- Born: Preston Erwin Blair October 24, 1908 Redlands, California
- Died: April 19, 1995 (aged 86) Santa Cruz, California
- Occupation: Animator
- Years active: 1930–1995
- Employer(s): Romer Grey Studios (1930-1931) Universal Cartoon Studios (1931) The Charles Mintz Studio/Screen Gems (1931-1937) Walt Disney Productions (1937-1941) MGM (1941-1950)
- Relatives: Lee Everett Blair (brother) Mary Blair (sister-in-law)

= Preston Blair =

American animator (1908–1995)

Preston Erwin Blair (October 24, 1908 – April 19, 1995) was an American animator. He is best remembered for his character animation work at Walt Disney Productions and the Metro-Goldwyn-Mayer cartoon studio.

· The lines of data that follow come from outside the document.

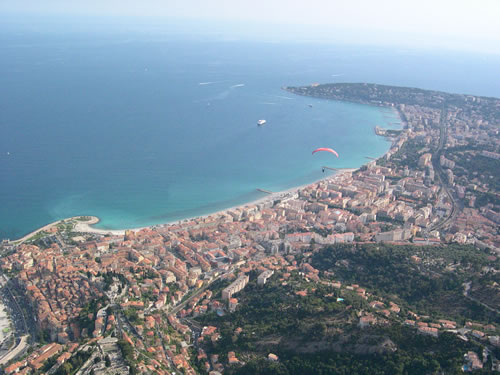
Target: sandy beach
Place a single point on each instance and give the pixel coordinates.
(87, 226)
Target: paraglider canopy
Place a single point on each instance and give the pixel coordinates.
(326, 149)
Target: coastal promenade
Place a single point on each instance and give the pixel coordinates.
(87, 226)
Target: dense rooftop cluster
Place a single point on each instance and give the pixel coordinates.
(145, 287)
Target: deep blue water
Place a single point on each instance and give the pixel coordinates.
(119, 126)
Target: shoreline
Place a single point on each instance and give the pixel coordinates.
(87, 226)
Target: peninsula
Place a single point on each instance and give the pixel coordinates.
(391, 266)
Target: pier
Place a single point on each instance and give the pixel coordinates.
(265, 191)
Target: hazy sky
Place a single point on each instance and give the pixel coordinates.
(472, 24)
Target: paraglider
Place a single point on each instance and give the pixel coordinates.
(326, 149)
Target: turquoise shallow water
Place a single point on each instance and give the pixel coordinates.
(140, 130)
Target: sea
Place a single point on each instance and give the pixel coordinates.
(148, 128)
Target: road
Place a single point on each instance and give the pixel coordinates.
(443, 135)
(19, 349)
(466, 295)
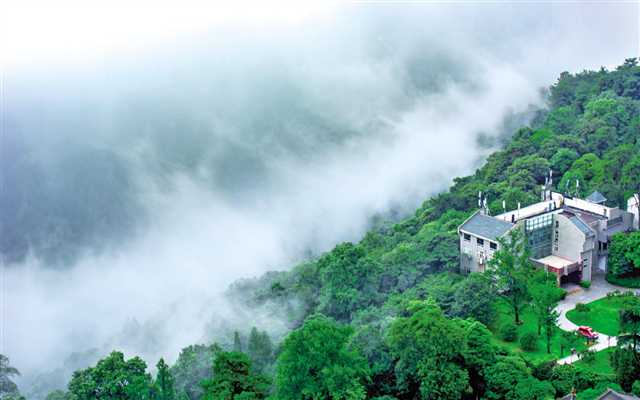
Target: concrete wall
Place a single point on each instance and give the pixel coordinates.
(573, 245)
(470, 252)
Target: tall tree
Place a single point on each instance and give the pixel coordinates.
(260, 349)
(630, 322)
(428, 349)
(164, 384)
(7, 372)
(112, 378)
(234, 379)
(317, 362)
(510, 268)
(237, 342)
(544, 296)
(192, 367)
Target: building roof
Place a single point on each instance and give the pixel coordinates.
(580, 224)
(486, 226)
(556, 262)
(596, 197)
(611, 394)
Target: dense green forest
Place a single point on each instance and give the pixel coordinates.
(389, 317)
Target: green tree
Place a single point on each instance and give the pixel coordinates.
(428, 348)
(562, 160)
(113, 377)
(624, 254)
(191, 368)
(57, 395)
(510, 268)
(234, 379)
(544, 298)
(259, 349)
(316, 362)
(503, 377)
(626, 364)
(630, 322)
(164, 385)
(7, 372)
(474, 297)
(568, 340)
(237, 342)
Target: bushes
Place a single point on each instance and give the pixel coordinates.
(630, 281)
(624, 254)
(581, 307)
(587, 356)
(529, 341)
(509, 332)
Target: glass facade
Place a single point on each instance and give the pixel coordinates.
(539, 232)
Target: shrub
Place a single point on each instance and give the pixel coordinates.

A native of Redlands, California, Blair began his animation career in the early 1930s at the Romer Gray Studio, but due to the studio not keeping up with his salary, he moved to Walter Lantz Productions. He later moved over to Charles Mintz's Screen Gems studio, and in the late 1930s moved over to the Disney studio following numerous failed application attempts. At Disney, Blair animated cartoon short subjects, Mickey Mouse scenes in "The Sorcerer's Apprentice" section of Fantasia (1940), and the hippo-alligator dance in Fantasia's "Dance of the Hours" sequence. He also did some work on Walt Disney's Pinocchio (1940) and Bambi (1942).

Blair left Disney after the 1941 Disney animator's strike, and was hired to work for Tex Avery's unit at MGM. There, he became particularly known for animating the titular female character in Red Hot Riding Hood. "Red" later re-appeared in more Avery cartoons, including Swing Shift Cinderella, Little Rural Riding Hood, Uncle Tom's Cabana and the Droopy cartoons The Shooting of Dan McGoo and Wild and Woolfy, with animation by Blair. In the late 1940s, Blair teamed with Avery animator Michael Lah to direct several Barney Bear cartoons, although their unit was dissolved after the completion of only three shorts. Afterwards, he moved to Connecticut and made some animated industrial shorts for his brother Lee in New York.

Blair continued his career in animation into the 1960s, working on The Flintstones at Hanna-Barbera. He is better known, however, as an author of animation instructional books for Walter Foster Publishing. His first book, Animation, was published in 1948 and originally included images of the MGM & Disney cartoon characters he had animated, who were redrawn to obscure their origins in the second edition of the book. Blair would write many more animation how-to texts over the next forty years, culminating with Cartoon Animation (1994), a 224-page book which compiles most of the content from his previous books. A new edition of "Cartoon Animation" was published in November 2020 by Walter Foster Publishing, an imprint of The Quarto Group.

Preston Blair was the brother of artist Lee Everett Blair and the brother-in-law of artist and designer Mary Blair. He died on April 19, 1995 from heart failure.